Angela Davis, an internationally known political activist and public intellectual, will speak at 7:30 p.m. Wednesday, April 12, in Alumni Hall in the O.J. Johnson Student Union at Gustavus Adolphus College. This free, public lecture is made possible by the Robert and Karin Moe Lectureship in Women’s Studies.
Davis’ activism began as a child growing up in Alabama and stayed with her through her high school years in New York. However, she did not enter the national spotlight until 1969 when she was removed from her teaching position in the philosophy department at University of California, Los Angeles. This removal was a direct result of her social activism and her membership in Communist Party USA. In 1970, she was placed on the FBI’s Ten Most Wanted List. Her arrest led to one of the most famous trials in recent U.S. history, in which she was acquitted in 1972. Davis remains a dedicated activist for the oppressed, focusing on women’s issues and prisons.
In 1994, she was appointed to the University of California Presidential Chair in African American and Feminist Studies, which she held until 1997. Davis has written five books, including Women, Culture, & Politics (1989), Are Prisons Obsolete? (2003), and Abolition Democracy (2005). Today, she is a tenured professor in the History of Consciousness Department at the University of California, Santa Cruz.
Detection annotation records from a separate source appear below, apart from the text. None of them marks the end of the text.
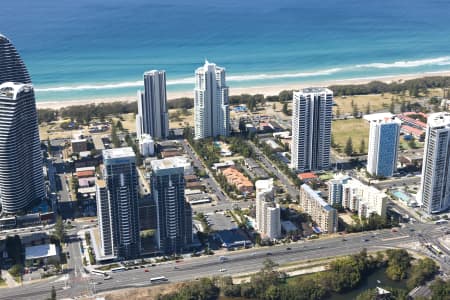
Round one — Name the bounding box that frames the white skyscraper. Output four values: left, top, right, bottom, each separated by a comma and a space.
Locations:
291, 88, 333, 172
418, 113, 450, 214
255, 179, 281, 239
150, 156, 192, 254
136, 70, 169, 139
96, 147, 140, 259
364, 113, 402, 177
194, 61, 230, 139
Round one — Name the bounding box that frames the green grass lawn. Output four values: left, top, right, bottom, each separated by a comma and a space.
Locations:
331, 119, 369, 154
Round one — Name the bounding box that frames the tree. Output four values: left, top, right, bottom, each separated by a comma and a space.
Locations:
49, 285, 56, 300
400, 100, 407, 113
430, 278, 450, 300
344, 137, 353, 156
352, 104, 359, 118
386, 249, 411, 281
281, 102, 289, 116
407, 257, 439, 289
389, 98, 395, 114
408, 138, 417, 149
366, 103, 370, 115
359, 139, 366, 154
55, 216, 66, 242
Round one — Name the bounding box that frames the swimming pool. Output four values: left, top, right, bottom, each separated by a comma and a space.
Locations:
392, 190, 410, 202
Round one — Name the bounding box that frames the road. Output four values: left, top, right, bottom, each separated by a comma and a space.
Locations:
248, 141, 299, 200
0, 224, 450, 300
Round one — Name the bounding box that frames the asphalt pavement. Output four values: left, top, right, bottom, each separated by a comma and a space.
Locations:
0, 224, 449, 300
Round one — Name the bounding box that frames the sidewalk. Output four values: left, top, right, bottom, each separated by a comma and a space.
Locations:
2, 270, 20, 288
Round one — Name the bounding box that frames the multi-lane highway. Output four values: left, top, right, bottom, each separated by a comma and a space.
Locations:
0, 224, 450, 300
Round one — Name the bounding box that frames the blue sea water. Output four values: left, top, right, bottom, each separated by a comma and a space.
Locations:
0, 0, 450, 101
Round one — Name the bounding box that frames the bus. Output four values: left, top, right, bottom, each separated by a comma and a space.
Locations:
425, 243, 442, 255
150, 276, 169, 283
111, 267, 127, 273
91, 270, 108, 277
434, 219, 448, 225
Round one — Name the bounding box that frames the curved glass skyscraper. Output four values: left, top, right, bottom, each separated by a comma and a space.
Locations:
0, 35, 45, 214
0, 33, 31, 84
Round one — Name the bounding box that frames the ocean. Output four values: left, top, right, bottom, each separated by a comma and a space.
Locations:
0, 0, 450, 102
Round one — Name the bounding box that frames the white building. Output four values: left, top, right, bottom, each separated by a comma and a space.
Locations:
96, 147, 141, 259
136, 70, 169, 139
194, 61, 230, 139
364, 113, 402, 177
150, 157, 192, 254
255, 178, 281, 239
336, 177, 387, 218
291, 88, 333, 172
299, 184, 338, 233
139, 134, 155, 157
418, 113, 450, 214
328, 175, 350, 205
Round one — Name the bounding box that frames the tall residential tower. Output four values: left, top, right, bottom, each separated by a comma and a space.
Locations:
0, 35, 45, 214
418, 113, 450, 214
151, 157, 192, 254
136, 70, 169, 139
255, 179, 281, 239
194, 61, 230, 139
291, 88, 333, 172
364, 113, 402, 177
96, 147, 140, 259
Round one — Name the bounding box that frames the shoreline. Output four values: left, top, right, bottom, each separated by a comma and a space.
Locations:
36, 71, 450, 110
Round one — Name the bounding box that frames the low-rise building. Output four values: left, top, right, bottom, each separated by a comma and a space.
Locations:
25, 244, 59, 265
70, 139, 87, 153
221, 167, 253, 194
328, 176, 387, 218
299, 184, 338, 233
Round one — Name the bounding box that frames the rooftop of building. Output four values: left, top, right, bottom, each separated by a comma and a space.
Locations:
364, 113, 401, 124
401, 125, 424, 136
297, 172, 317, 180
103, 147, 136, 159
25, 244, 57, 260
301, 184, 334, 211
0, 82, 33, 99
139, 133, 153, 142
144, 70, 166, 75
428, 112, 450, 127
150, 156, 187, 171
300, 87, 333, 94
255, 178, 273, 190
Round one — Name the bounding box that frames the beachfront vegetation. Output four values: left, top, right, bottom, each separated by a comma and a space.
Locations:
328, 76, 450, 97
158, 250, 432, 300
331, 119, 369, 155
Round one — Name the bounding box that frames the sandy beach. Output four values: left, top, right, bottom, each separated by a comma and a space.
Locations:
36, 71, 450, 109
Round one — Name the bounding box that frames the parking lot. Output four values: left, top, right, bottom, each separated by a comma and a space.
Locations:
206, 212, 237, 231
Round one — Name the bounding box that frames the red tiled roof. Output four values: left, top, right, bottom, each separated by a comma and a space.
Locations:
298, 172, 317, 180
401, 125, 424, 136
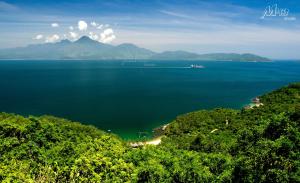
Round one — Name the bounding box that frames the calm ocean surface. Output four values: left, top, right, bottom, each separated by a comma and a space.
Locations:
0, 60, 300, 139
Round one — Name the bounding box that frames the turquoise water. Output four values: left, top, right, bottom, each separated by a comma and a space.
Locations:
0, 61, 300, 138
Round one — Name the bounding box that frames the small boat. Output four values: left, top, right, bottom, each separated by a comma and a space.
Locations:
190, 64, 204, 69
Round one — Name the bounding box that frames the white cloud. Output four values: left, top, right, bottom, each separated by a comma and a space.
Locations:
97, 24, 103, 29
33, 34, 44, 40
100, 28, 116, 43
91, 22, 98, 27
51, 23, 59, 27
69, 31, 78, 39
45, 34, 59, 43
89, 32, 99, 40
78, 20, 88, 31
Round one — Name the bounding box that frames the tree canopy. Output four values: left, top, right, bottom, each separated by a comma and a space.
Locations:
0, 83, 300, 182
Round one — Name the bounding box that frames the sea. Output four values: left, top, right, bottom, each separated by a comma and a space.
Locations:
0, 60, 300, 140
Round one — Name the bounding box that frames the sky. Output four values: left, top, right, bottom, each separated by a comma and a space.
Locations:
0, 0, 300, 59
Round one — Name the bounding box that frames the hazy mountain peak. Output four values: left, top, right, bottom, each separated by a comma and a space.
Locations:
118, 43, 138, 48
74, 36, 99, 44
58, 39, 71, 44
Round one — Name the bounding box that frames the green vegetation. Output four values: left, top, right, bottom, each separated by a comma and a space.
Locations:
0, 83, 300, 182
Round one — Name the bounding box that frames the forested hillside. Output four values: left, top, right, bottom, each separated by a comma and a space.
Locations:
0, 83, 300, 182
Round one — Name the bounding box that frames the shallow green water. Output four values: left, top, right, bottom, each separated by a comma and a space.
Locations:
0, 61, 300, 139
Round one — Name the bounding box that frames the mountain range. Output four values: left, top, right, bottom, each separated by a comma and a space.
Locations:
0, 36, 270, 61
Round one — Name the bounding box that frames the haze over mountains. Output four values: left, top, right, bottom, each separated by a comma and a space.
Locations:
0, 36, 270, 61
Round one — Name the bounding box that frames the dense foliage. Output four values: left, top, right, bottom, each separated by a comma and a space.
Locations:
0, 83, 300, 182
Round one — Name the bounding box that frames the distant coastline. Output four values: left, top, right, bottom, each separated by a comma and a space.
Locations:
0, 36, 271, 62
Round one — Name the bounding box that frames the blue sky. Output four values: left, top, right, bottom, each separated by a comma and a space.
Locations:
0, 0, 300, 59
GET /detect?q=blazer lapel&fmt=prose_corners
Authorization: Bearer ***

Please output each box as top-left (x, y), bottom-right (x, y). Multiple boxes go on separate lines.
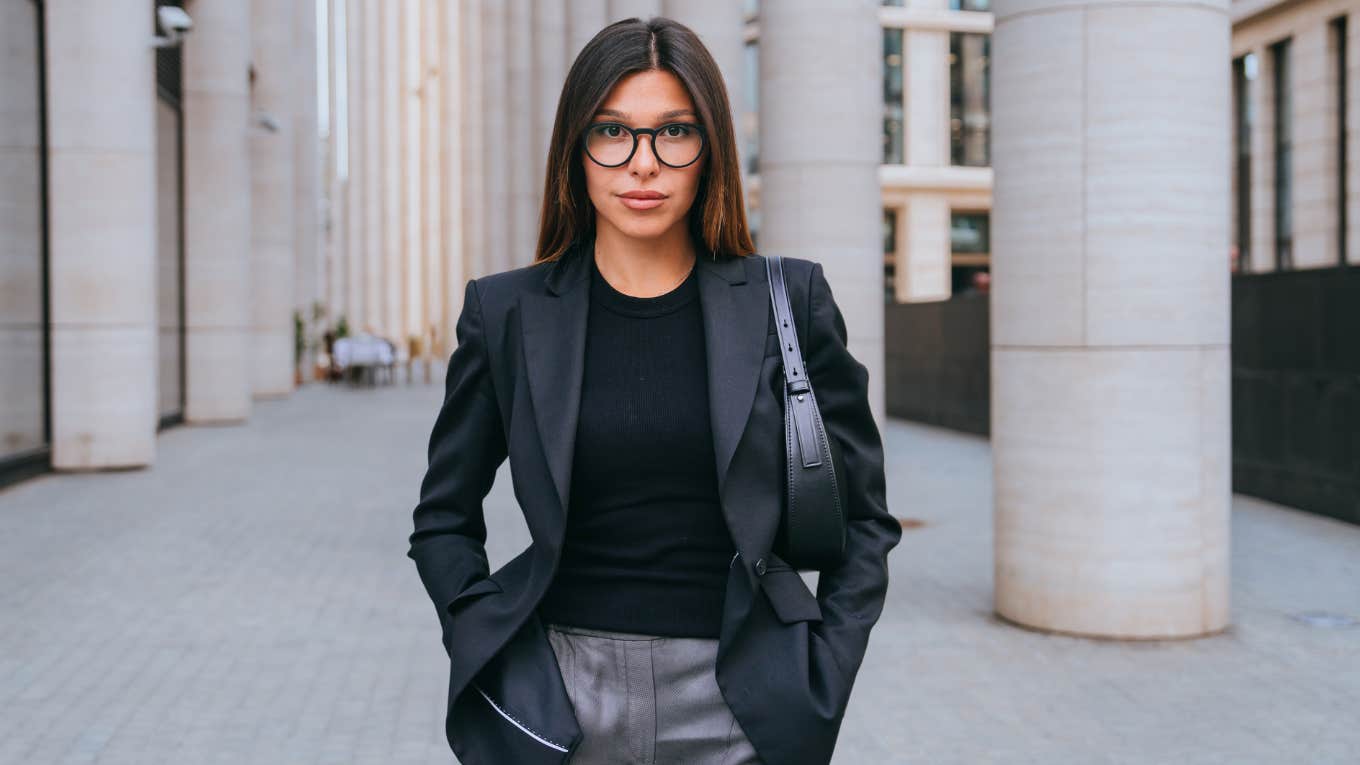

The Moe Lectureship in Women’s Studies was established by Robert and Karin Moe in honor of their daughter, Kris Burke Moe. Davis is the eighth holder of the lectureship since its creation in 1996. Over the years, this lectureship has become a signature event for the Women’s Studies program at Gustavus, and serves as an opportunity for the College to bring many noteworthy scholars from various fields to campus.